Claire Adida on Discrimination Towards Muslims in France
Date: January 3rd, 2016

France has one of the largest Muslim populations in Europe and issues of how this population has integrated into French national life has been a major topic in political debate.  Prof. Claire Adida, an assistant professor of political science at the University of California – San Diego, discusses a large research project she conducted with David Laitin (Stanford) and Marie-Anne Valfort (Paris School of Economics).  This project, published recently in the book Why Muslim Integration Fails in Christian-Heritage Societies (see below), examines the extent of labor force discrimination towards Muslims on religious (as opposed to racial or ethnic) grounds, and why such discrimination tends to be self-reinforcing.

Claire first talks about her general research agenda that looks at conflict and cooperation among different ethnic groups in Africa and how she came to be included in a research team examining Muslims in France.  Prof. Adida provides us with a general overview of her study noting how the research team sought to sort out religious discrimination from other potential points of conflict, such as race or ethnicity.  The presence of a Senegalese population that had both Muslim and Christian members, and which entered the country in roughly the same era, provided a unique opportunity to undertake a series of comparative experiments to gain explanatory leverage on this topic.  Claire further lays out the religious demography of France noting how immigration from North Africa in the post-WWII era started to reshape the religious and ethnic landscape.

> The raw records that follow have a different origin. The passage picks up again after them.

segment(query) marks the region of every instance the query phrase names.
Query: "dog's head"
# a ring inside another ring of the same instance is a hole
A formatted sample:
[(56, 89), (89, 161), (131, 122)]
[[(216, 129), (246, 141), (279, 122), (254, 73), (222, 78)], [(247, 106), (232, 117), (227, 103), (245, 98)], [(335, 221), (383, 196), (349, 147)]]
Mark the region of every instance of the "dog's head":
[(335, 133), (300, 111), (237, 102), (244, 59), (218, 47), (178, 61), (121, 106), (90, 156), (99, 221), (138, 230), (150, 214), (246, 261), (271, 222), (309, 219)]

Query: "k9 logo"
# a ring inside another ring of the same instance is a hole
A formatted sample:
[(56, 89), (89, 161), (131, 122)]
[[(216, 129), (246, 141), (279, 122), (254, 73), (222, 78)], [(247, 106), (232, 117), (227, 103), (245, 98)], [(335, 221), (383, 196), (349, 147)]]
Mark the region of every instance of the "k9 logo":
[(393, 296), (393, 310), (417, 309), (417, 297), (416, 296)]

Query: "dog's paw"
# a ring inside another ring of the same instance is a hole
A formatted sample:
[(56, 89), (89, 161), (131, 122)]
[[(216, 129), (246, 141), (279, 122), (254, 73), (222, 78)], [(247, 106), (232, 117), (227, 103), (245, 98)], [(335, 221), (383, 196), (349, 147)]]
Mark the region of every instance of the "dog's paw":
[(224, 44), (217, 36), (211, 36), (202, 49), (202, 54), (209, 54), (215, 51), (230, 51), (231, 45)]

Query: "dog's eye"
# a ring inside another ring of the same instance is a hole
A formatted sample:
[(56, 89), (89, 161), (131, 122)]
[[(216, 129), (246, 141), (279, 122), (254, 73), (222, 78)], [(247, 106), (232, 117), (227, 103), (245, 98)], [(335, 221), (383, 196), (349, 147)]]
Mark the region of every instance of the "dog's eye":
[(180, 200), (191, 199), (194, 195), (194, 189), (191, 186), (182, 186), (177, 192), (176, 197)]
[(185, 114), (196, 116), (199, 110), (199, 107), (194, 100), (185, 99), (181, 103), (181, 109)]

We spend significant portions of our conversation detailing the research methodology.  While this may appear to be a mundane detail, how social scientists explore their topics can have an  impact on what they find, thus the conversation is both worthwhile and enlightening.  To determine whether labor force discrimination existed in France on a religious dimension, Prof. Adida and her collaborators sent vitas (résumés) to employers that were identical in all respects except for “religious markers,” which included Muslim or Christian sounding names and notations about volunteering for specific religious (or secular) organizations.  Later, we also talk about a series of behavioral economics games (e.g., trust game, dictator game) that the team played with test subjects to discern different types of discrimination.  All of this made use of the Senegalese population as a “natural” means of introducing controls into study (and we cover various limitations and methodological solutions in the research design).

Prof. Adida points out several important findings from this study at various points in our discussion.  First, the research team was able to determine that labor-force (hiring) discrimination did exist in France and that it was significant on the dimension of religion.  Muslim Senegalese women were much less likely to get interview calls than either a Christian Senegalese woman or one with a secular portfolio.  Second, they explore the presence of two types of discrimination — “rational” and “non-rational” Islamophobia.  Contrary to what the name may sound like, “rational Islamophobia” does not seek to morally validate discrimination, but rather is defined as discrimination based upon some collected information on the part of an individual.  For instance, learning that Muslims may need to pray several times a day, an employer may not want to hire such an individual because they believe it would interrupt the work environment.  It may also be that more conservative attitudes towards women that are held by Muslim may interfere with the goals of greater gender equity in the workplace.   “Non-rational” Islamophobia, on the other hand, refers to emotional preferences (or “tastes”) that do not necessarily have a basis in information gathering.  The research team discovers both types of discrimination are at play in France.  We further explore the reasons for such discrimination and Prof. Adida introduces the concept of a “discriminatory equilibrium.”  Given France’s history of secularism (laicite), native French will find it difficult to relate to immigrants who are more religious, have more socially conservative views, and who engage in religious practices that are publicly visible (e.g., wearing the hijab).  Moreover, innate “non-rational Islamophobia” also pushes non-Muslim French citizens from wanting to interact with immigrants.  This, in turn, provides little incentive for Muslims to seek ways to assimilate (or integrate) into secular French society, which results in this “equilibrium.”  Claire discusses a few policy proposals that she and her co-authors have devised, along with what she learned throughout the process of the study.  Recorded: December 21, 2015.

 

RELATED LINKS

Claire Adida’s bio at UCSD and Adida website.

Why Muslim Integration Fails in Christian-Heritage Societies, by Claire Adida, David Laitin, and Marie-Anne Valfort.

Immigrant Exclusion and Insecurity in Africa, by Claire Adida.

Nations, States, and Violence, by David Laitin (co-author and research with Claire Adida).

Identity in Formation, by David Laitin.

Hegemony and Culture, by David Laitin.

RELATED PODCASTS

Ahmet Kuru on Islam in Europe.


One Response to “Claire Adida on Discrimination Towards Muslims in France”

  1. Ak Mike says:

    I was enormously impressed by the thoroughness and intelligence with which Prof. Adida and her colleagues investigated the French attitude toward Muslims – however, I was also quite surprised at her counter-intuitive conclusion that the only reaction possible for the Muslims was to withdraw from society and become more insular.

    The American immigrant experience is the reverse of this – widespread and deep discrimination against immigrants from Eastern and Southern Europe in the late 19th and early 20th century led those immigrants to work hard to assimilate and become part of the wider society, which they achieved within a few decades.